The Known World - Edward P. Jones [175]
Back in Mildred’s house two hours earlier, Moses said some words over her body but he knew what he was saying was not enough. He had never really listened all the way to a funeral speech and so was at a loss to say the proper thing. Had I only listened, he berated himself as he cleared the kitchen table of everything. He put the bowl of apples on a chair and took off the tablecloth. He knew he was grateful to her and so as he worked he thanked Mildred for helping him and then he picked up her body and laid her out on the table. He closed Mildred’s eyes. A slower death would have given her all the time she needed to lie down and close her own eyes. Moses covered her body with the tablecloth and began thinking of more words to say. “You know, Moses,” she had said only the day before, “I love a good tablecloth. I would rather have a good tablecloth over a good quilt any day. The bed could go naked for all I care, but I got to have my tablecloth for my meals.”

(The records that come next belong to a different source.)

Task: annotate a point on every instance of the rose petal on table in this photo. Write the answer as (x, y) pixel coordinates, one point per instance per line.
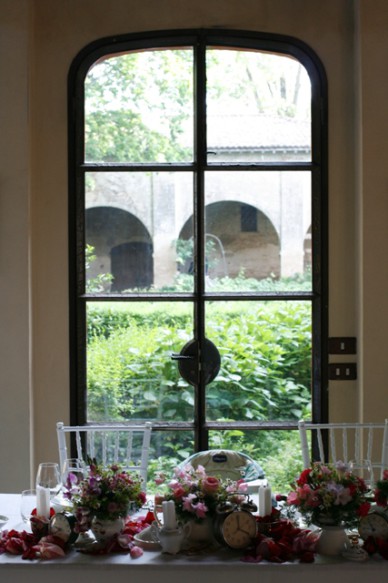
(136, 552)
(50, 550)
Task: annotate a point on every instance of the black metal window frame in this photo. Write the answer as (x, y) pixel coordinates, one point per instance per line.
(318, 166)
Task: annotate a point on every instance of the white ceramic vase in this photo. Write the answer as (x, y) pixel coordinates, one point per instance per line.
(104, 530)
(333, 541)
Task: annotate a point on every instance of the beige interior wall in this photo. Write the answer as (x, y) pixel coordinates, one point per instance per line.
(58, 31)
(15, 384)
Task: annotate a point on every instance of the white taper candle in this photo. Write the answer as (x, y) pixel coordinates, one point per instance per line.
(43, 502)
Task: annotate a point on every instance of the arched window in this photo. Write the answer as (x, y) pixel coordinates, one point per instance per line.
(197, 165)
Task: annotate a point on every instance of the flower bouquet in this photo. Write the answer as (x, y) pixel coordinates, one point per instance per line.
(197, 495)
(107, 493)
(327, 494)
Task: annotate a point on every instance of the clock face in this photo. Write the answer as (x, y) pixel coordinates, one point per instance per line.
(239, 529)
(375, 525)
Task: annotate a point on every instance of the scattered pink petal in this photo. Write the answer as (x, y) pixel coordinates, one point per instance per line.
(136, 552)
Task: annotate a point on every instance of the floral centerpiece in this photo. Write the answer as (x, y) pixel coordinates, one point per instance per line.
(107, 493)
(327, 494)
(381, 490)
(197, 495)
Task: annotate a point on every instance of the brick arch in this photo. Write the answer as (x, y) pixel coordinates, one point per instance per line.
(254, 250)
(123, 247)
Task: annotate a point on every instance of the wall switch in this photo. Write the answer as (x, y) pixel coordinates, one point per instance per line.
(343, 345)
(342, 371)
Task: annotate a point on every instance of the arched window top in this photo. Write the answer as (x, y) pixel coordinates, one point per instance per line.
(198, 164)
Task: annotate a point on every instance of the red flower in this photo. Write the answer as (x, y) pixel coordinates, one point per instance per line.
(363, 509)
(303, 478)
(210, 484)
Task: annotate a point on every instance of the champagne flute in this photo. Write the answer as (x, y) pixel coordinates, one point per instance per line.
(48, 477)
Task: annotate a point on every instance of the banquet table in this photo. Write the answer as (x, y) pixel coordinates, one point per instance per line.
(224, 566)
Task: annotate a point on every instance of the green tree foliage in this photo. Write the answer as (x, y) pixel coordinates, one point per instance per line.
(266, 355)
(136, 105)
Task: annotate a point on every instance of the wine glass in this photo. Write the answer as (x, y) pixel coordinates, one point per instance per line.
(363, 469)
(48, 477)
(27, 505)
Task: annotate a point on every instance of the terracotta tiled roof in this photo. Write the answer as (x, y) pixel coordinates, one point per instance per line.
(257, 132)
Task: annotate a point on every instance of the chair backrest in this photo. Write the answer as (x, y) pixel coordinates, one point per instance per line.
(346, 442)
(127, 445)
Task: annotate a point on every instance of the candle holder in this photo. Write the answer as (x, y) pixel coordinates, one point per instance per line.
(171, 539)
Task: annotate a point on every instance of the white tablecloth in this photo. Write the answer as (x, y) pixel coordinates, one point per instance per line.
(155, 567)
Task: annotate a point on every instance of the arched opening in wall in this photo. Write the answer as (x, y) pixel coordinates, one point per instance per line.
(307, 251)
(240, 239)
(122, 248)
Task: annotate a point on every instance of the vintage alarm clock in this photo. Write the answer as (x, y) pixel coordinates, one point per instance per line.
(374, 524)
(62, 525)
(235, 526)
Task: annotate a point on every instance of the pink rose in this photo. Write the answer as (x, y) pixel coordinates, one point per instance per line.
(15, 546)
(178, 491)
(200, 510)
(292, 498)
(49, 550)
(159, 499)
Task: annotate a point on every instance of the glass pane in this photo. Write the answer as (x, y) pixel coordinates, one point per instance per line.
(139, 107)
(258, 107)
(258, 231)
(130, 373)
(168, 449)
(139, 233)
(266, 361)
(277, 451)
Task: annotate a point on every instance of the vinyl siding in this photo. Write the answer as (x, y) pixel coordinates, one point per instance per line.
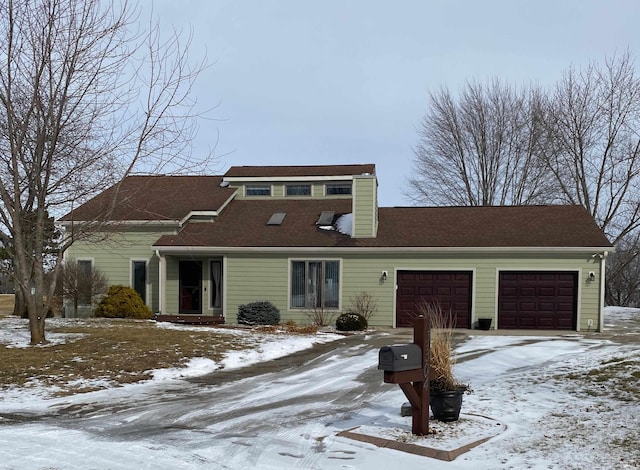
(114, 254)
(365, 210)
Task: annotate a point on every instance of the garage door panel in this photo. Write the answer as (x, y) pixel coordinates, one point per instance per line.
(450, 289)
(544, 300)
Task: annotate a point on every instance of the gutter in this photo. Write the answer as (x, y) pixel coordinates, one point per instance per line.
(373, 249)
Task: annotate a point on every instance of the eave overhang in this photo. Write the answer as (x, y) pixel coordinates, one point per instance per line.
(590, 251)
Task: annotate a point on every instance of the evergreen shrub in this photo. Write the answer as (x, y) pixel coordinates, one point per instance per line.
(258, 313)
(351, 321)
(122, 302)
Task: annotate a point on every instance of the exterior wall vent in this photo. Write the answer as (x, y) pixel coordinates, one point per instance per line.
(326, 218)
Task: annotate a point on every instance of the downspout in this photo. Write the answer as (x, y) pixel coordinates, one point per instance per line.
(602, 287)
(160, 282)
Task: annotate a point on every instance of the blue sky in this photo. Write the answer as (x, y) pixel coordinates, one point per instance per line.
(327, 82)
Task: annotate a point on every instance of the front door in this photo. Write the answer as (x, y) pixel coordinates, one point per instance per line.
(190, 287)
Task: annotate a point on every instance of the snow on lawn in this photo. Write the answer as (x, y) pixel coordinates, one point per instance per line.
(531, 398)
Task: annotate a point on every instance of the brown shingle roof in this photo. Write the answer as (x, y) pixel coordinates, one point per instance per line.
(296, 171)
(244, 224)
(155, 198)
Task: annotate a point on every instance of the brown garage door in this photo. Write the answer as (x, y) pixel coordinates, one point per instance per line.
(537, 300)
(450, 289)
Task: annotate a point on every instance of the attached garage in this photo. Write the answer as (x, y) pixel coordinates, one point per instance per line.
(537, 300)
(450, 289)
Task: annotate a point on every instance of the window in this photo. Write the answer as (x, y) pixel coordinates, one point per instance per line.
(299, 190)
(315, 284)
(139, 278)
(84, 284)
(333, 189)
(216, 284)
(258, 190)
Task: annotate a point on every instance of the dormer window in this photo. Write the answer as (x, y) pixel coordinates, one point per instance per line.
(298, 190)
(337, 189)
(258, 190)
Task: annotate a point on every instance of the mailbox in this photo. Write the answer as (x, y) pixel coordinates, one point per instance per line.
(400, 357)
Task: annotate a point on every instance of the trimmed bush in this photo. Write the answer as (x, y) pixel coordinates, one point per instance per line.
(122, 302)
(351, 321)
(258, 313)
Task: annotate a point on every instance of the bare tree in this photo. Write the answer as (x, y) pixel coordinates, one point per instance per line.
(592, 143)
(480, 148)
(86, 98)
(82, 283)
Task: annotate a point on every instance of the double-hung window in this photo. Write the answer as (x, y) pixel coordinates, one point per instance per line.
(85, 287)
(335, 189)
(258, 190)
(315, 284)
(139, 278)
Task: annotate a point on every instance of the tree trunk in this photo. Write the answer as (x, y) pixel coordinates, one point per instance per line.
(36, 325)
(18, 304)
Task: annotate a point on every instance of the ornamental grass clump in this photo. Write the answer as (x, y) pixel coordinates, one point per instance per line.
(441, 358)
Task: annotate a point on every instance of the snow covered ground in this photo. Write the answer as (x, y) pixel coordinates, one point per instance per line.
(550, 408)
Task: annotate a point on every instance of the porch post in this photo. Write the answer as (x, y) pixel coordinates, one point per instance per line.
(162, 274)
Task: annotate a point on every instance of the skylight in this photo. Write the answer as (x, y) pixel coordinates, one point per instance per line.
(277, 218)
(326, 218)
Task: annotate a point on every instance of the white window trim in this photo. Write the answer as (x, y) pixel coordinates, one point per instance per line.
(340, 287)
(287, 185)
(210, 307)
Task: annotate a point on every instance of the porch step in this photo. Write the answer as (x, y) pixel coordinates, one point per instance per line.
(192, 319)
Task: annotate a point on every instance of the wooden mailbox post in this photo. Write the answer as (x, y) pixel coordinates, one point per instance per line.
(414, 382)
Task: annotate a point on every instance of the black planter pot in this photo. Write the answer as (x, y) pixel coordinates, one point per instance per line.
(446, 405)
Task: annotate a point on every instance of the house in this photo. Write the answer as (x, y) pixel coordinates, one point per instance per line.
(313, 237)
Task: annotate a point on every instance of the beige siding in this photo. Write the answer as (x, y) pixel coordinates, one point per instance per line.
(114, 255)
(252, 278)
(278, 189)
(365, 210)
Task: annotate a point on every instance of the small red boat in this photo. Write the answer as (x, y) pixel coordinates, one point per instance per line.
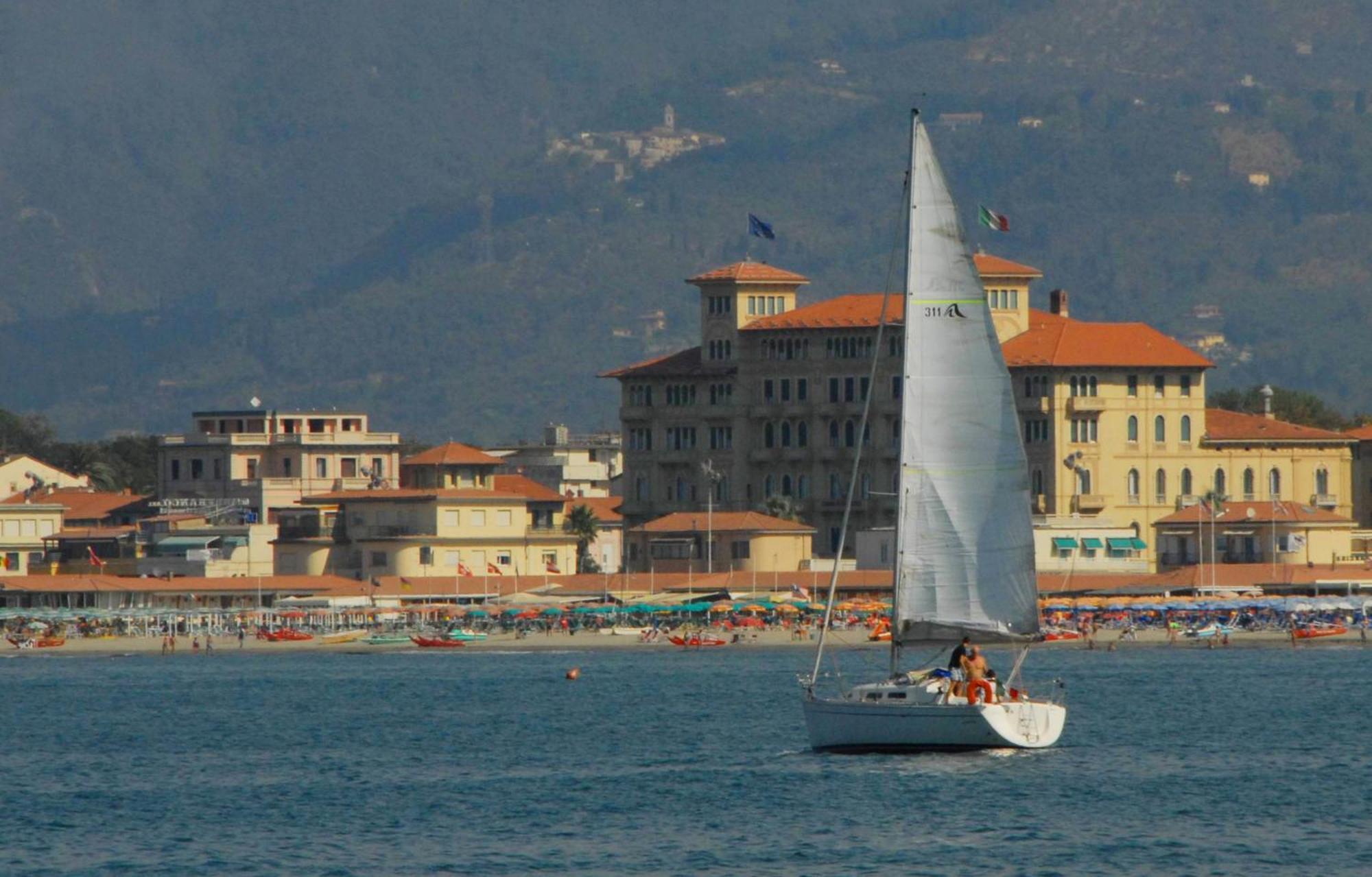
(1310, 632)
(286, 635)
(1061, 635)
(43, 642)
(429, 642)
(696, 640)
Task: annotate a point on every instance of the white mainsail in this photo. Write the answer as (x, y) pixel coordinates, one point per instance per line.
(967, 540)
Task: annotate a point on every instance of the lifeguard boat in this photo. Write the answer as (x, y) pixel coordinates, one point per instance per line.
(429, 642)
(1312, 631)
(698, 640)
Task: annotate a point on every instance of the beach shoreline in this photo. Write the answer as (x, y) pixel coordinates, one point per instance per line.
(1105, 640)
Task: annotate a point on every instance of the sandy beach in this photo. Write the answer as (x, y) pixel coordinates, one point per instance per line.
(591, 642)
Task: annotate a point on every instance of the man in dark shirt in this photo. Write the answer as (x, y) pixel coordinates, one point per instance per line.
(956, 665)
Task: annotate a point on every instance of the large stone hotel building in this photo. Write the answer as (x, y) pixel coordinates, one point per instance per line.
(1113, 414)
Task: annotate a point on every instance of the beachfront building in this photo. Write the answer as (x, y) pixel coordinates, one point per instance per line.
(20, 473)
(746, 542)
(1113, 416)
(264, 461)
(452, 516)
(1255, 532)
(570, 465)
(24, 527)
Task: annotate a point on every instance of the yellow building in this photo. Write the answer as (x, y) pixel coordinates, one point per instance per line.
(267, 461)
(1113, 416)
(720, 542)
(453, 516)
(24, 527)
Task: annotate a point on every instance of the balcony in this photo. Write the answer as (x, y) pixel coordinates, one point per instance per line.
(1089, 502)
(1076, 405)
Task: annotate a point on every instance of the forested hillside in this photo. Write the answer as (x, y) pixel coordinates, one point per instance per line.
(205, 202)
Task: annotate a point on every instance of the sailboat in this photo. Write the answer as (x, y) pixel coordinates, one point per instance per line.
(965, 542)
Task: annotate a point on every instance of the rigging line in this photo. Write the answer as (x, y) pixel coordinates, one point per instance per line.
(862, 428)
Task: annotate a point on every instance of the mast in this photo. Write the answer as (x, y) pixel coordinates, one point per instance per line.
(862, 432)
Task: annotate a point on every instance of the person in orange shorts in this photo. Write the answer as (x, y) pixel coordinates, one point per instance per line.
(975, 666)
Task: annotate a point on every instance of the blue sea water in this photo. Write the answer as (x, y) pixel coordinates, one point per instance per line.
(1175, 761)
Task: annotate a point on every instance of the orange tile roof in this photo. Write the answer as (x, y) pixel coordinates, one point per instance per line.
(750, 273)
(1222, 425)
(683, 363)
(82, 505)
(453, 453)
(1262, 512)
(739, 521)
(190, 586)
(528, 488)
(423, 494)
(839, 313)
(604, 507)
(995, 266)
(1054, 340)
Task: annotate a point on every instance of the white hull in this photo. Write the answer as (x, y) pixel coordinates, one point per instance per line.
(854, 725)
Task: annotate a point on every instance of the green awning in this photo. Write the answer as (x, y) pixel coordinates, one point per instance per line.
(180, 544)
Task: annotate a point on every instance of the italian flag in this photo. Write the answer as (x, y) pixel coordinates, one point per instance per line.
(993, 219)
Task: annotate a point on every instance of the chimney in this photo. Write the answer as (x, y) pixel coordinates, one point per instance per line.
(1058, 302)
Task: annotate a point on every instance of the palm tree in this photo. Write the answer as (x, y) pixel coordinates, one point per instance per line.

Not long after John Skiffington’s murder, Barnum Kinsey took his family to Missouri, where his wife had people. Barnum died not long after they crossed the Mississippi River, in a town called Hollinger. His oldest child from his second marriage, Matthew, stayed up all the night before he was buried, putting his father’s history on a wooden tombstone. He began with his father’s name on the first line, and on the next, he put the years of his father’s coming and going. Then all the things he knew his father had been. Husband. Father. Farmer. Grandfather. Patroller. Tobacco Man. Tree Maker. The letters of the words got smaller and smaller as the boy, not quite twelve, neared the bottom of the wood because he had never made a headstone for anyone before so he had not compensated for all that he would have to put on it. The boy filled up the whole piece of wood and at the end of the last line he put a period. His father’s grave would remain, but the wooden marker would not last out the year. The boy knew better than to put a period at the end of such a sentence. Something that was not even a true and proper sentence, with subject aplenty, but no verb to pull it all together. A sentence, Matthew’s teacher back in Virginia had tried to drum into his thick Kinsey head, could live without a subject, but it could not live without a verb.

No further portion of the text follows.